Nervous System & Special Senses
Epilepsy: outpatient antiepileptic management
— ≥2 unprovoked seizures >24 hours apart
— 1 unprovoked seizure with ≥60% recurrence risk over 10 years (e.g., remote stroke, structural lesion on MRI, abnormal EEG with epileptiform discharges)
— Diagnosis of an epilepsy syndrome (e.g., JME, childhood absence)
— Stereotyped spells with postictal confusion lasting minutes to hours
— Tongue lateral bitemark, urinary incontinence, witnessed convulsion
— Recurrent "déjà vu," olfactory hallucinations, or rising epigastric aura (temporal lobe focal seizures)
— Morning myoclonus + sleep-deprivation triggers in a teen/young adult → JME
— Brief staring spells with blink/lip-smacking automatisms, no postictal phase → absence (kids) vs focal impaired awareness (adults)

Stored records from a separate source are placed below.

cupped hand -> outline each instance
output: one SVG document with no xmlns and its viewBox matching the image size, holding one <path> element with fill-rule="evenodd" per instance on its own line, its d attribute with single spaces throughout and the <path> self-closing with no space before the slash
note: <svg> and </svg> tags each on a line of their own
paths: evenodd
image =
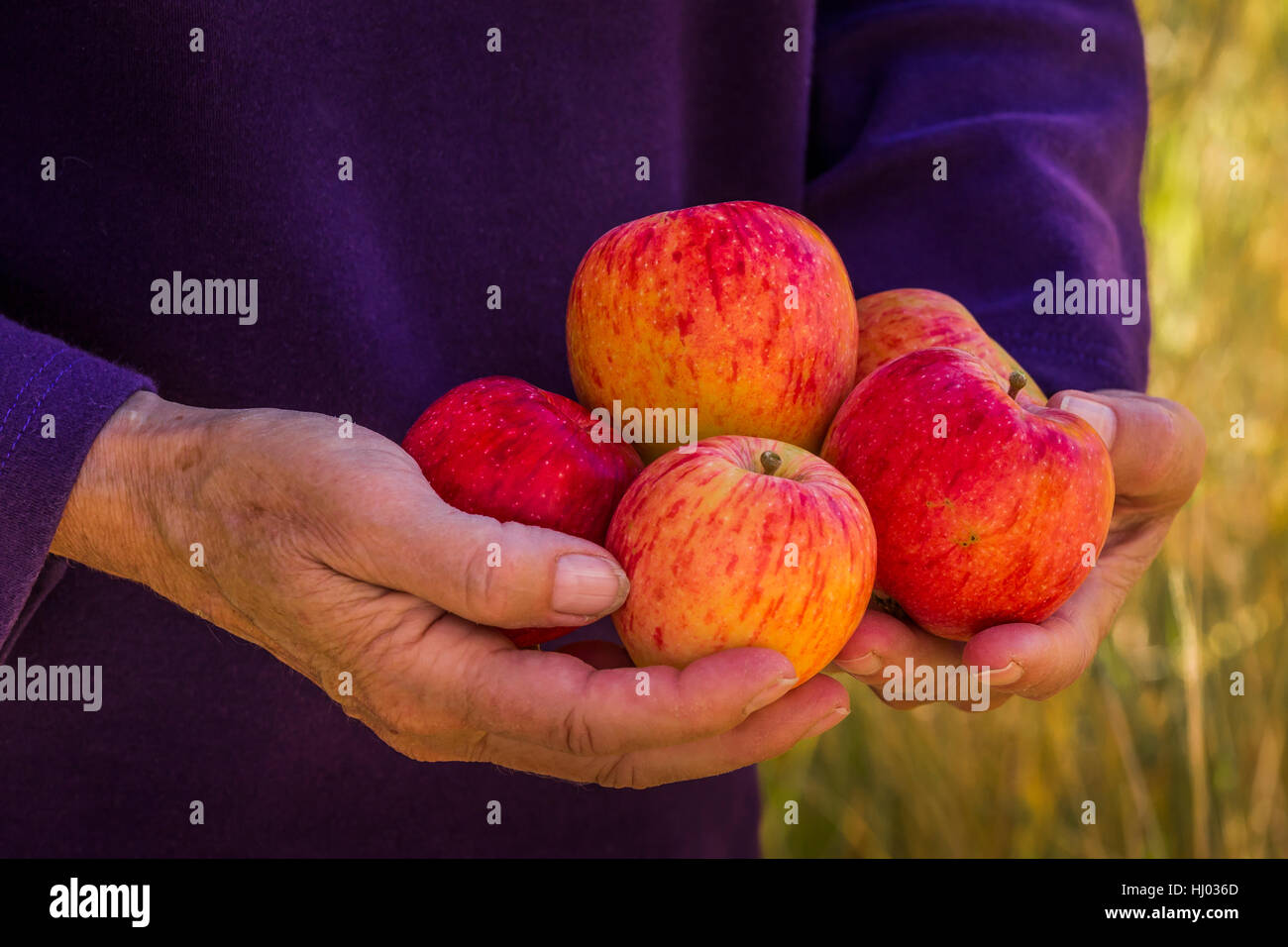
<svg viewBox="0 0 1288 947">
<path fill-rule="evenodd" d="M 600 546 L 446 505 L 394 442 L 336 419 L 133 396 L 81 469 L 52 551 L 143 582 L 272 652 L 417 760 L 645 787 L 775 756 L 844 688 L 764 648 L 683 671 L 616 646 L 520 651 L 497 627 L 583 625 L 627 580 Z"/>
<path fill-rule="evenodd" d="M 1163 545 L 1177 510 L 1203 472 L 1206 438 L 1185 407 L 1136 392 L 1060 392 L 1052 407 L 1087 420 L 1109 446 L 1114 465 L 1113 519 L 1095 567 L 1077 591 L 1039 625 L 997 625 L 970 640 L 936 638 L 891 615 L 869 609 L 836 666 L 880 696 L 884 670 L 942 665 L 988 669 L 989 706 L 1010 694 L 1050 697 L 1091 665 L 1127 593 Z M 880 555 L 880 550 L 878 550 Z M 918 701 L 886 701 L 914 707 Z M 969 707 L 969 701 L 954 701 Z"/>
</svg>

— Focal aware (formerly simple partial): preserved consciousness, motor/sensory/autonomic/psychic aura
— Focal impaired awareness (complex partial): behavioral arrest, automatisms (lip-smacking, picking), 30–120 sec, postictal confusion
— Focal to bilateral tonic-clonic: focal onset that generalizes — often missed; ask about aura
— Generalized tonic-clonic: abrupt LOC, no aura, symmetric convulsion, tongue bite, postictal stupor
— Absence: 5–10 sec staring, no postictal phase, provoked by hyperventilation, 3-Hz spike-wave
— Myoclonic: brief shock-like jerks, often morning, preserved awareness
— Witness account (patient often amnestic) — get a phone video if possible
— Aura (localizes focus: olfactory = mesial temporal; visual = occipital; Jacksonian march = motor cortex)
— Duration, postictal time, Todd's paralysis (focal weakness up to 48h after focal motor seizure)
— Triggers: sleep deprivation, alcohol, photic stimulation, missed doses, fever, menstrual cycle (catamenial)
— Sleep-related (frontal lobe), morning (JME), with fever in child <6 (febrile sz, usually not epilepsy)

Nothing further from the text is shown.